The White House spokesman noted that the cuts determined thus far by the Budget Control Act were agreed to on a “bipartisan basis.”
Yet further Pentagon cuts that could come because of the law are being vehemently disputed by Republicans on Capitol Hill.
Before the December congressional recess, Republicans in the House and Senate held separate press conferences to discuss legislation they plan to introduce to thwart additional cuts (Defense Daily, Dec. 15, 2011).
The Budget Control Act says if the now-defunct Joint Select Committee on Deficit Reduction could not craft a plan to cut at least $1.2 trillion in federal spending over 10 years by Nov. 23 that passed Congress by Dec. 23, a sequestration mechanism would automatically trigger $1.2 trillion in cuts in January 2013, with half coming from the Pentagon. The committee failed to craft a plan, and hawkish Republicans are balking at the added defense cuts of up to $600 billion that would be on top of the initial $450 billion-plus.
Sen. Jon Kyl (R-Ariz.) said he will join with Sen. John McCain (R-Ariz.) and a group of Senate Armed Service Committee members in introducing legislation after the recess. He called for replacing the $600 billion in sequestration cuts to defense with savings already identified by the super committee, on which he sat, and by other officials who examined ways to shrink the federal deficit.
House Armed Services Committee Chairman Howard “Buck” McKeon (R-Calif.) also unveiled legislation last month that would reduce the federal workforce to fund a one-year reprieve from the $1.2 billion in sequestration cuts.

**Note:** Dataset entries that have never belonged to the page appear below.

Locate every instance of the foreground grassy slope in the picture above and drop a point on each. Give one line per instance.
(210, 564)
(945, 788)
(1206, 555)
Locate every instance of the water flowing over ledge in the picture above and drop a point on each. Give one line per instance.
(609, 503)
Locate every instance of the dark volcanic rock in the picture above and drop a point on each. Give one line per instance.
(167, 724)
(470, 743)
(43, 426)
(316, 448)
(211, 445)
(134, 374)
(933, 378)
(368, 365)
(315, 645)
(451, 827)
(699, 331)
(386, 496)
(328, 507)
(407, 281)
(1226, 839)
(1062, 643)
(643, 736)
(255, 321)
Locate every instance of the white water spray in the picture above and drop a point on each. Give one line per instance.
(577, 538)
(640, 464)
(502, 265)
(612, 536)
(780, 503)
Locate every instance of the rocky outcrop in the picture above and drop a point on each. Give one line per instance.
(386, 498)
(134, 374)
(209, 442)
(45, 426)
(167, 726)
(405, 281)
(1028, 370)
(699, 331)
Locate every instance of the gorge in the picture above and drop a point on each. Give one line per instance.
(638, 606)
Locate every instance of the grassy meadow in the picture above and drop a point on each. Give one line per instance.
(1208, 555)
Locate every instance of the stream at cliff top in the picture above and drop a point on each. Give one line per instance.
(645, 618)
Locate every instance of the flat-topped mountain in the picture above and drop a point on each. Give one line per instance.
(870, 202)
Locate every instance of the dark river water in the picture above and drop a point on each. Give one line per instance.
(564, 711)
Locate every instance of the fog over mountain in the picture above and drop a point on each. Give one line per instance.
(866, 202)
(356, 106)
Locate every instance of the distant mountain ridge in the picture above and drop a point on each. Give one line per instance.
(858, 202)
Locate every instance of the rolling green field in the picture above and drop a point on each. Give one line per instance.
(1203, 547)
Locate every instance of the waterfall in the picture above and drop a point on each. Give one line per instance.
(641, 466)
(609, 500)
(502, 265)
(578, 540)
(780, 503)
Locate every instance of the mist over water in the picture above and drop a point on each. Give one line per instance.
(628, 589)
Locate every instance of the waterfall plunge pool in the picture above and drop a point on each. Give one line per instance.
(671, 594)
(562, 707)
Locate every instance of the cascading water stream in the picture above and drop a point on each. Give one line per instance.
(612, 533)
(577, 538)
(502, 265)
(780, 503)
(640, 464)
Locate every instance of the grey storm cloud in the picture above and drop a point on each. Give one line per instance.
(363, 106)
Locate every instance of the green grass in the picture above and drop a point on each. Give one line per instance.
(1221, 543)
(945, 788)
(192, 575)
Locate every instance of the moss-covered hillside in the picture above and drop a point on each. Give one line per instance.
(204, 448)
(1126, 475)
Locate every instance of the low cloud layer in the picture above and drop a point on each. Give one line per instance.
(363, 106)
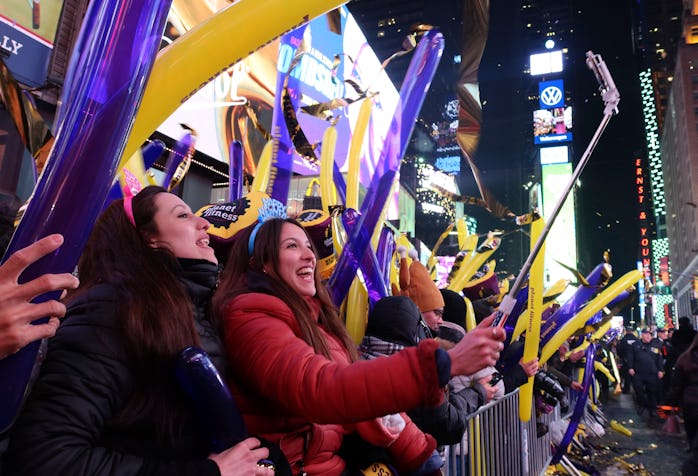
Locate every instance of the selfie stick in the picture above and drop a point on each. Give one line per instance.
(611, 97)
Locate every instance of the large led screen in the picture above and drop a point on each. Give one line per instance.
(221, 111)
(552, 125)
(561, 243)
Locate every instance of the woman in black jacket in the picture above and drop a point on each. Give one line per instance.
(106, 400)
(395, 323)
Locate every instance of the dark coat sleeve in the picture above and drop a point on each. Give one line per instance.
(83, 383)
(514, 378)
(447, 422)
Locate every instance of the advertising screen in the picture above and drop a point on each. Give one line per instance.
(551, 94)
(27, 31)
(220, 111)
(561, 244)
(552, 125)
(554, 155)
(546, 63)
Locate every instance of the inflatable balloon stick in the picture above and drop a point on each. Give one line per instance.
(357, 310)
(476, 260)
(579, 406)
(591, 308)
(236, 174)
(212, 400)
(261, 178)
(134, 175)
(328, 192)
(116, 52)
(354, 155)
(620, 428)
(462, 229)
(533, 314)
(415, 85)
(243, 27)
(431, 262)
(179, 160)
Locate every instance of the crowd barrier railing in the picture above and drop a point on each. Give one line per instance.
(498, 443)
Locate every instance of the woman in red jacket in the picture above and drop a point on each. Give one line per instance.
(294, 369)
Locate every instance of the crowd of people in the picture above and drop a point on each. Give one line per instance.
(107, 398)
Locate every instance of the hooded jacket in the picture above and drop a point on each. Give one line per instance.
(68, 426)
(306, 403)
(394, 324)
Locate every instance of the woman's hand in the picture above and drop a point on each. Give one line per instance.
(530, 368)
(478, 349)
(490, 390)
(16, 309)
(243, 459)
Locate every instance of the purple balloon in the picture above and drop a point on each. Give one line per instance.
(414, 88)
(579, 405)
(111, 65)
(235, 171)
(282, 150)
(339, 183)
(179, 152)
(375, 285)
(385, 251)
(570, 308)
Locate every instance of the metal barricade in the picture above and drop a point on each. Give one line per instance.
(497, 443)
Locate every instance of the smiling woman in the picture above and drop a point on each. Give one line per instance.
(295, 372)
(107, 399)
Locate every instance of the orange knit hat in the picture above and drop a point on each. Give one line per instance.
(417, 283)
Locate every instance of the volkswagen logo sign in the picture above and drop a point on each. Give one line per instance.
(551, 96)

Obama said on Nov. 21, the day the super committee announced defeat, that he would “veto any effort to get rid of those automatic spending cuts to domestic and defense spending.” He said he wanted congressional Democrats and Republicans to agree on a large-scale deficit-cutting plan, and his administration has maintained he opposes the sequestration cuts.
Administration officials have said those $1.2 billion in sequestration cuts won’t be reflected in the fiscal year 2013 budget they will send to lawmakers next month.
“We firmly believe that Congress should fulfill the responsibility…it took upon itself as a result of the Budget Control Act, and take actions necessary to ensure that the sequester never happens,” Carney said yesterday. “The sequester was designed to be onerous, so that it never took place, (so) that it was an alternative that neither party preferred, and therefore compelled both parties to compromise in finding a broader, balanced approach to deficit reduction.”
Meanwhile, Congress and the White House wrapped up work on the FY ’12 defense authorization and appropriations bills before the new year began.
Obama signed the policy-setting authorization measure on Dec. 31, though he issued a so-called signing statement expressing qualms with provisions in it related to military detainees and sanctions on Iran. The Senate granted final approval to that authorization legislation on Dec. 15. Two weeks earlier, on Dec. 17, Obama signed a massive FY ’12 government-funding bill into law that contains the budget-setting defense appropriations legislation.
The two defense bills contain similar funding for many weapon systems. Those include the F-35 Joint Strike Fighter, with both pieces of legislation calling for cutting one aircraft, and the Joint Light Tactical Vehicle (JLTV) effort, a once-disputed program the bills will keep alive (Defense Daily, Dec. 16, 2011).